DS Q&A

What is regularization? The differences between Lasso vs Ridge?

Regularization: A process of adding a tuning parameter to a model to induce smoothness of the weights (prevent the coefficients to fit so perfectly) in order to prevent overfitting. It is most often done by adding a constant multiple to an existing weight vector, the constant can be any norm (sometimes it will be Lasso or Ridge). Then the model predictions minimize the regularized loss function.

L2 (Ridge): the sum of the square of the weights, it has analytical solution, higher computational efficiency.

L1 (Lasso): the sum of the absolute value of the weights, it performs feature selection better in sparse cases.

How to deal with overfitting?

use simple models

choose the parameters properly when using a learning algorithm.

Cross Validation: A standard way to find out-of-sample prediction error. This is better representative of the error you would expect when you're trying to predict a future value, rather than just how well you can fit the data at hand.

Regularization：Some sort of regularization can help penalize certain sources of overfitting. A common one you can use in linear models is Ridge Regression or LASSO, where your penalize your model if the sum of the norms of the slopes get too high.

disadvantages of linear regression?

Linear regressions are sensitive to outliers.

Linear regressions are meant to describe linear relationships between variables. (However, this can be compensated by transforming some of the parameters with a log, square root, etc. transformation.)

Linear regression assumes that the data are independent.

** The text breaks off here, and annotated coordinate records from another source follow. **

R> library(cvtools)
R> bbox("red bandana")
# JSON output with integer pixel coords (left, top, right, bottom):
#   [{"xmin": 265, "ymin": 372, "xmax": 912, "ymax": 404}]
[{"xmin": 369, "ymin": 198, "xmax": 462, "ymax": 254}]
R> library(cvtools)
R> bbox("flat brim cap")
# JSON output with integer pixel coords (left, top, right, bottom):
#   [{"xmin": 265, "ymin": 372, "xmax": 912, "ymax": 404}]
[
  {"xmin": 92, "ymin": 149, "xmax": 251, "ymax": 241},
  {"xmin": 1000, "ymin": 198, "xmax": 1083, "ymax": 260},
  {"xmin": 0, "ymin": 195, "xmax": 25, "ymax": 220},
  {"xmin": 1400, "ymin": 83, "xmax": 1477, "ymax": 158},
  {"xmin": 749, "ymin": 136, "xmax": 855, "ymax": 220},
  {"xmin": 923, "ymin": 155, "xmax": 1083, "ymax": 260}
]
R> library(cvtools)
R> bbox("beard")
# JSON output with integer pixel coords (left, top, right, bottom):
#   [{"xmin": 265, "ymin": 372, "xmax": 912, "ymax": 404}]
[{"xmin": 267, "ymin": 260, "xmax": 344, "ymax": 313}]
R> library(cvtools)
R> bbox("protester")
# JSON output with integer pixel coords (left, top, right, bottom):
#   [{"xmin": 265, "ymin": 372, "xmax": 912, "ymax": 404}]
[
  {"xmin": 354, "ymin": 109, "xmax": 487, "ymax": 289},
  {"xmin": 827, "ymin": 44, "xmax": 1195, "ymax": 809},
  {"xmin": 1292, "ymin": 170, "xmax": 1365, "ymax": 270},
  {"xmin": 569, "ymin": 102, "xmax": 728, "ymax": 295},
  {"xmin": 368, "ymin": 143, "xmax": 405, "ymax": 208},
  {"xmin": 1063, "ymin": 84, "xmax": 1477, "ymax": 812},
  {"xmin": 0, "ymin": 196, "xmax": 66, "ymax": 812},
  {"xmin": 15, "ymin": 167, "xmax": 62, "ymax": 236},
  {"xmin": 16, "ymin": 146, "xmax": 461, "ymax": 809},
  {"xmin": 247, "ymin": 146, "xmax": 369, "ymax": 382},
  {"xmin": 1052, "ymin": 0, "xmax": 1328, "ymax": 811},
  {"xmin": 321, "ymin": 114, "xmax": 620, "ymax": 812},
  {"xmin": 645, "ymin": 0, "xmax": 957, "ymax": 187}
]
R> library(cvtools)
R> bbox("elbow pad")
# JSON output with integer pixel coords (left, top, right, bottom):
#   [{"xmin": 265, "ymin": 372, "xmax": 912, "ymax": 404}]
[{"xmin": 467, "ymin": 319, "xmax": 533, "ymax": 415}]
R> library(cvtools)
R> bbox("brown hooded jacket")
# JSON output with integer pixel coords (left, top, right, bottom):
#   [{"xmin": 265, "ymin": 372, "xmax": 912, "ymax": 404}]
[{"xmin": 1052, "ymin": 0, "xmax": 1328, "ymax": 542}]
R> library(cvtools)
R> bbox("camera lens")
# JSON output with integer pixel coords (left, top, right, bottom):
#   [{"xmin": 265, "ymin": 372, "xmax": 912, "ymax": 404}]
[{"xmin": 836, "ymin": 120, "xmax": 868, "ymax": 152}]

Explain what precision and recall are. How do they relate to the ROC curve?

In binary classification:
1). TN / True Negative: case was negative and predicted negative
2). TP / True Positive: case was positive and predicted positive
3). FN / False Negative:case was positive but predicted negative
4). FP / False Positive: case was negative but predicted positive

Precision:
TP/(TP+FP), the probability that the true positive among the predicted positive, a measure of how many of the samples predicted by the classifier as positive is indeed positive.

Recall:
TP/(TP+FN), the probability that the true positive among the conditioned positive, a measure of how many of the positive samples have been identified as being positive.

ROC
ROC curve represents a relation between sensitivity(recall) and specificity(not precision) and is commonly used to measure the performance of binary classifiers.

What is "long" ("tall") and "wide" format data, and the basic ways to deal with the data?

“Long ” format data: many more records (rows) than features (columns), the main method to deal with this kind of data is sample reduction or feature engineering (such as extract more features).

“Wide” format data: a small number of records but a large number of features, the main method to deal with this kind of data is dimensionality reduction (such as feature selection, feature reduction like PCA).

What is the differences between supervised learning and unsupervised learning? Give me examples.

Supervised Learning: if you are training your machine learning task for every input with corresponding target, it is called supervised learning, which will be able to provide target for any new input after sufficient training.
i.e: You have a dataset including three-cluster data, you want to train a model and predict which class it belongs when there is new input.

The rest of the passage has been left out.